From: Junio C Hamano <gitster@pobox.com>
To: Stefan Beller <sbeller@google.com>
Cc: git@vger.kernel.org, jrnieder@gmail.com,
Johannes Sixt <j6t@kdbg.org>, Jeff King <peff@peff.net>,
hvoigt@hvoigt.net, jens.lehmann@web.de
Subject: Re: [RFC PATCH 2/3] run-commands: add an async queue processor
Date: Fri, 21 Aug 2015 12:05:13 -0700 [thread overview]
Message-ID: <xmqqegiw5uom.fsf@gitster.dls.corp.google.com> (raw)
In-Reply-To: <1440121237-24576-2-git-send-email-sbeller@google.com> (Stefan Beller's message of "Thu, 20 Aug 2015 18:40:36 -0700")
Stefan Beller <sbeller@google.com> writes:
> This adds functionality to do work in parallel.
>
> The whole life cycle of such a thread pool would look like
>
> struct task_queue * tq = create_task_queue(32); // no of threads
> for (...)
> add_task(tq, process_one_item_function, item); // non blocking
> ...
> int ret = finish_task_queue(tq); // blocks until all tasks are done
> if (!tq)
> die ("Not all items were be processed");
>
> The caller must take care of handling the output.
>
> Signed-off-by: Stefan Beller <sbeller@google.com>
> ---
>
> I sent this a while ago to the list, no comments on it :(
The primary reason I suspect is because you sent to a wrong set of
people.

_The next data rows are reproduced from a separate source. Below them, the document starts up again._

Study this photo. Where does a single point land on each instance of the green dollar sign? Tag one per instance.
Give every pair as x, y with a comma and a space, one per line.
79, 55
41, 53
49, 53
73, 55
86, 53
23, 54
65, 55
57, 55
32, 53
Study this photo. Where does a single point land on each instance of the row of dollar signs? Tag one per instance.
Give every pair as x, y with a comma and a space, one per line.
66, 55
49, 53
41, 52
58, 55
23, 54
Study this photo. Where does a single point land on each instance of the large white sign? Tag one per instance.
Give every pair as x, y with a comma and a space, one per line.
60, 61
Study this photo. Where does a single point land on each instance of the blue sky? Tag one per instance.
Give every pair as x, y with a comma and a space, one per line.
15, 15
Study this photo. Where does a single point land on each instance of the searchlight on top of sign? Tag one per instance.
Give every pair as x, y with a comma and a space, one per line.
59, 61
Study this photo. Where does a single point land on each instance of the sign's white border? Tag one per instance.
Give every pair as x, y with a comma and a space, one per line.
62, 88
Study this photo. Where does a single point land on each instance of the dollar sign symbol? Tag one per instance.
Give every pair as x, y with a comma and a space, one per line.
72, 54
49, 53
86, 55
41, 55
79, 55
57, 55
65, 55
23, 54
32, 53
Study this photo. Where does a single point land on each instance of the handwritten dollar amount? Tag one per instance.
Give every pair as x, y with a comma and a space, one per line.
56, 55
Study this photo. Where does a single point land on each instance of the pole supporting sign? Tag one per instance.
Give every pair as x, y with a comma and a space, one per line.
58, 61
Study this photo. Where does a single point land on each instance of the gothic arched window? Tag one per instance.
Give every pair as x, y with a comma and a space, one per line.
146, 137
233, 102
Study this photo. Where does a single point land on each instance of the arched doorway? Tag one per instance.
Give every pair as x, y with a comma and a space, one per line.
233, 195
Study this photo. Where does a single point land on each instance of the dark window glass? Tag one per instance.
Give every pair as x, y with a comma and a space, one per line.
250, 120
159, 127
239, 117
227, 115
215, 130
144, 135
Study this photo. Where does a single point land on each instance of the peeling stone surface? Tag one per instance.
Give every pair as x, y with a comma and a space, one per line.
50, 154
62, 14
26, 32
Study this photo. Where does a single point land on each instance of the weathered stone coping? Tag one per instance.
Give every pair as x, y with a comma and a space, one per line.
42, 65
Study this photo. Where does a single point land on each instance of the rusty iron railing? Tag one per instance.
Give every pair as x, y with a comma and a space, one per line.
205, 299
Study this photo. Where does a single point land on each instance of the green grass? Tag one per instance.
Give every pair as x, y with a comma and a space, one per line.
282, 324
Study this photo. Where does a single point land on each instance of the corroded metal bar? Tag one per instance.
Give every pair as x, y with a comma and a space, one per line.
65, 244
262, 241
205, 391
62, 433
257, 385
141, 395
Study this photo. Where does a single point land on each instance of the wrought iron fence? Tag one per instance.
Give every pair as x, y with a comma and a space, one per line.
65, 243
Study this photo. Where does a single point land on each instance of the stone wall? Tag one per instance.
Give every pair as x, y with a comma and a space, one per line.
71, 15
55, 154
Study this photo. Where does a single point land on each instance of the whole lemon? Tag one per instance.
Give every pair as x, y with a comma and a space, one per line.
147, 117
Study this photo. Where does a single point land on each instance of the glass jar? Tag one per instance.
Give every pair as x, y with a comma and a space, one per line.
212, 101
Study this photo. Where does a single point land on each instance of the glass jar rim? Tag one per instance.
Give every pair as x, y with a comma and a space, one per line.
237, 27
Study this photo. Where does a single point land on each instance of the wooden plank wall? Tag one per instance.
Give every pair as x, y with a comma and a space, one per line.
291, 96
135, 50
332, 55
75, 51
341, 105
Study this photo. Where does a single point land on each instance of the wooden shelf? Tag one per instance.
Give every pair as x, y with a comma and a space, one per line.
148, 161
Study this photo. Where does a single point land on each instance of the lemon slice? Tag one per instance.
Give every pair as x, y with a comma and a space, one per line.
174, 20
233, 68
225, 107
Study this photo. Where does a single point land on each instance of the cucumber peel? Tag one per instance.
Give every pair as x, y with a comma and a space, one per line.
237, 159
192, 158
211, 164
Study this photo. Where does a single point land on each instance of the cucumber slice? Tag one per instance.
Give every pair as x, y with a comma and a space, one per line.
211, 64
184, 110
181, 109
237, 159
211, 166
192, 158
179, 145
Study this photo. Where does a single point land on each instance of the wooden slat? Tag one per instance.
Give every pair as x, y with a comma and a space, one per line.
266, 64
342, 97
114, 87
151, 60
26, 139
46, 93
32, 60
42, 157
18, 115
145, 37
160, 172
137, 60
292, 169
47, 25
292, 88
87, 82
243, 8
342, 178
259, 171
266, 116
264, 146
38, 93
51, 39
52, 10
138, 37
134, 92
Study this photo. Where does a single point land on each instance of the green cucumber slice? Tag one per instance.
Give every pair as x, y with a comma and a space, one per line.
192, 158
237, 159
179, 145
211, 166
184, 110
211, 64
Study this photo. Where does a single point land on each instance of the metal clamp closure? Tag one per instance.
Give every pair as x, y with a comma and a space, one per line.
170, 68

Submodule folks have largely been working in the scripted
ones, and may not necessarily be the ones who are most familiar with
the run-command infrastructure.
"shortlog --no-merges" tells me that the obvious suspects are j6t
and peff.
> The core functionality stayed the same, but I hope to improved naming and
> location of the code.
>
> The WIP is only for the NO_PTHREADS case.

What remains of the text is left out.